Un ataque con dron alcanzó el miércoles una escuela en la aldea de Shukeiri y causó la muerte de 17 personas, en su mayoría alumnas. En los últimos días, otras infraestructuras civiles, incluido un centro de salud, también han sido objeto de ataques.
En respuesta a los recientes ataques en Shukeiri, Mohamed Kamal, director de Plan International en Sudán, declaró:
“Las escuelas nunca deben ser un objetivo. Ya sea en Sudán, Ucrania o Irán, niños y niñas están muriendo en aulas de todo el mundo mientras intentan ejercer su derecho a la educación, un derecho fundamental que las partes en conflicto están obligadas a proteger. Estas violaciones deben terminar.
Estamos siendo testigos de un cambio peligroso: las líneas entre los objetivos militares y la vida civil se han difuminado. El ataque contra la aldea de Shukeiri pone de relieve la grave crisis de protección que enfrenta la infancia en Sudán. Niños y niñas están siendo asesinados en sus comunidades y privados de su derecho más fundamental: el derecho a la vida. No están a salvo en sus aldeas, ni en sus escuelas, ni siquiera en los lugares a los que acuden para recibir atención médica. Esto debe terminar.

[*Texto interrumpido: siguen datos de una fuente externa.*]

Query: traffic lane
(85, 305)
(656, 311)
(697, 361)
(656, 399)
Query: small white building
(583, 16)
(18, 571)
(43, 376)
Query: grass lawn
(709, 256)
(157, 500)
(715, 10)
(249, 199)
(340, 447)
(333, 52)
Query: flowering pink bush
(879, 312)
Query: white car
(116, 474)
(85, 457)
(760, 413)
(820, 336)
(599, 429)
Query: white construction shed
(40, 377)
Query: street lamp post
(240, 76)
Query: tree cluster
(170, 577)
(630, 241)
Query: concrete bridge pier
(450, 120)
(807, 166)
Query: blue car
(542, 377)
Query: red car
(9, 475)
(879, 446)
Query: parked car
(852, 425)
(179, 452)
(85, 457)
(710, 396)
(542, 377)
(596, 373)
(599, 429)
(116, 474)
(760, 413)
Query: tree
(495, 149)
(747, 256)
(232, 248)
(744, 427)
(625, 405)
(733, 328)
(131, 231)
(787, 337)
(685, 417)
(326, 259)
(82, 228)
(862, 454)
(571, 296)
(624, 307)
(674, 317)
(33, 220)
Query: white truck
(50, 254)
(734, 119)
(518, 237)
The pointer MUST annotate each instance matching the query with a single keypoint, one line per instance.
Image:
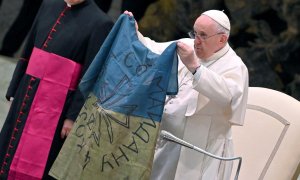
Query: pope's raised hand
(187, 56)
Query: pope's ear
(223, 38)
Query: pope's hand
(187, 56)
(68, 124)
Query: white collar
(213, 58)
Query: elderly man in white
(213, 89)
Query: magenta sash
(57, 75)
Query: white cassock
(202, 113)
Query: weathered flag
(125, 87)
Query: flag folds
(125, 88)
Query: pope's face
(74, 2)
(207, 40)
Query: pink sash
(57, 75)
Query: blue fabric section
(127, 77)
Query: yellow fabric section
(107, 145)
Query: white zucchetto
(218, 16)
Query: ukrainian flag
(115, 134)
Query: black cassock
(75, 33)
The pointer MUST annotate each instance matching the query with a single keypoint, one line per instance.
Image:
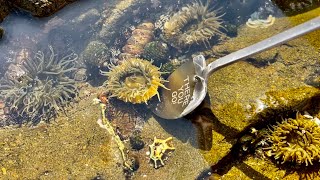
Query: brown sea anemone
(142, 35)
(296, 141)
(193, 24)
(135, 80)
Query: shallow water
(215, 141)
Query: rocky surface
(255, 93)
(41, 8)
(4, 9)
(73, 146)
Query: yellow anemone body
(135, 80)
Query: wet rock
(136, 142)
(95, 54)
(1, 32)
(248, 94)
(4, 9)
(41, 8)
(90, 16)
(157, 51)
(296, 6)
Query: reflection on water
(224, 138)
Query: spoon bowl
(188, 83)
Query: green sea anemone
(296, 141)
(43, 90)
(134, 80)
(196, 23)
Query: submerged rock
(4, 9)
(1, 32)
(41, 8)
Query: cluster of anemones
(44, 88)
(135, 80)
(295, 140)
(193, 24)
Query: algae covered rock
(156, 51)
(1, 32)
(4, 9)
(95, 54)
(42, 8)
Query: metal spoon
(188, 84)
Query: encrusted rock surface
(41, 7)
(253, 93)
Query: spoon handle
(275, 40)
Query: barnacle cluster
(135, 80)
(158, 150)
(42, 90)
(261, 23)
(296, 141)
(196, 23)
(140, 37)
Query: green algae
(250, 93)
(313, 38)
(74, 146)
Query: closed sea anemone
(296, 141)
(193, 24)
(135, 80)
(43, 90)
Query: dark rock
(136, 142)
(1, 32)
(41, 8)
(296, 6)
(4, 9)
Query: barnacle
(158, 150)
(295, 140)
(135, 80)
(43, 90)
(140, 37)
(193, 24)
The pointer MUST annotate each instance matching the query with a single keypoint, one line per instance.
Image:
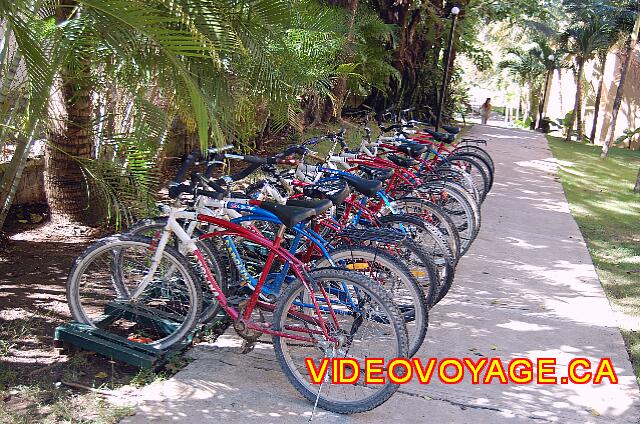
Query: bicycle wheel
(463, 148)
(458, 205)
(366, 324)
(163, 313)
(430, 239)
(396, 278)
(482, 161)
(446, 173)
(433, 214)
(215, 261)
(475, 170)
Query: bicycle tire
(158, 318)
(414, 309)
(396, 335)
(211, 307)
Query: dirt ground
(34, 377)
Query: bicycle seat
(400, 161)
(367, 187)
(288, 215)
(320, 206)
(335, 191)
(412, 149)
(451, 130)
(447, 138)
(375, 173)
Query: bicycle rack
(118, 348)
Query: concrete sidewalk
(527, 288)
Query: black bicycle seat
(335, 191)
(438, 136)
(374, 173)
(288, 215)
(367, 187)
(451, 130)
(318, 205)
(400, 161)
(412, 149)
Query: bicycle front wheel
(161, 315)
(396, 277)
(366, 324)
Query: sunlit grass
(608, 212)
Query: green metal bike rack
(119, 348)
(87, 337)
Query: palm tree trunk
(577, 107)
(578, 113)
(70, 140)
(596, 108)
(333, 107)
(630, 47)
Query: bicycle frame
(227, 228)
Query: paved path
(526, 288)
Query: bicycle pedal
(247, 347)
(236, 300)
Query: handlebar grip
(212, 194)
(237, 176)
(176, 189)
(287, 161)
(214, 150)
(186, 165)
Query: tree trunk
(534, 95)
(333, 107)
(577, 107)
(630, 47)
(70, 140)
(596, 108)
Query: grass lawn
(608, 212)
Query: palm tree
(630, 45)
(207, 61)
(529, 67)
(582, 41)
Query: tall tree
(69, 133)
(629, 49)
(529, 67)
(582, 40)
(333, 104)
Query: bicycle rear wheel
(215, 261)
(430, 239)
(396, 278)
(162, 315)
(367, 325)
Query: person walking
(485, 111)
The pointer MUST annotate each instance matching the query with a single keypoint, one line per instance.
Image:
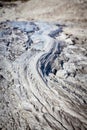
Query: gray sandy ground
(43, 66)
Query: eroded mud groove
(43, 78)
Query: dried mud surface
(43, 76)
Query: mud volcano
(43, 78)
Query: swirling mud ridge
(43, 78)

Estos ataques confirman que niños y niñas viven en un estado de miedo y aislamiento casi total. Si no están seguros en sus aldeas, si no pueden ir a la escuela sin miedo a ataques con drones y si la atención sanitaria se ve interrumpida porque el personal sanitario es atacado, entonces toda una generación está siendo sistemáticamente despojada de su futuro.
Los niños y las niñas de la aldea de Shukeiri tenían derecho a aprender y a vivir en condiciones de seguridad. No debe morir ni un solo niño o niña más.
Plan International pide la protección inmediata de la población civil, de conformidad con el derecho internacional humanitario. Todas las partes en conflicto deben distinguir entre objetivos militares y bienes civiles, incluidos hogares, escuelas y centros de salud.
Pedimos que se garantice un acceso seguro a la educación y a la atención sanitaria, con garantías inmediatas de que estudiantes, docentes y personal sanitario puedan desempeñar sus funciones esenciales sin temor a ser atacados.
También pedimos un acceso humanitario sin restricciones para que la ayuda vital llegue a las comunidades afectadas en el estado del Nilo Blanco, incluida atención médica, servicios de protección y apoyo psicosocial para los niños y las niñas que han sobrevivido a una violencia inimaginable.
Asimismo, es necesario reforzar los servicios centrados en las personas supervivientes para los niños, las niñas y las familias afectadas por el ataque, incluida atención psicosocial confidencial, tratamiento médico y apoyo para quienes han perdido a sus seres queridos.”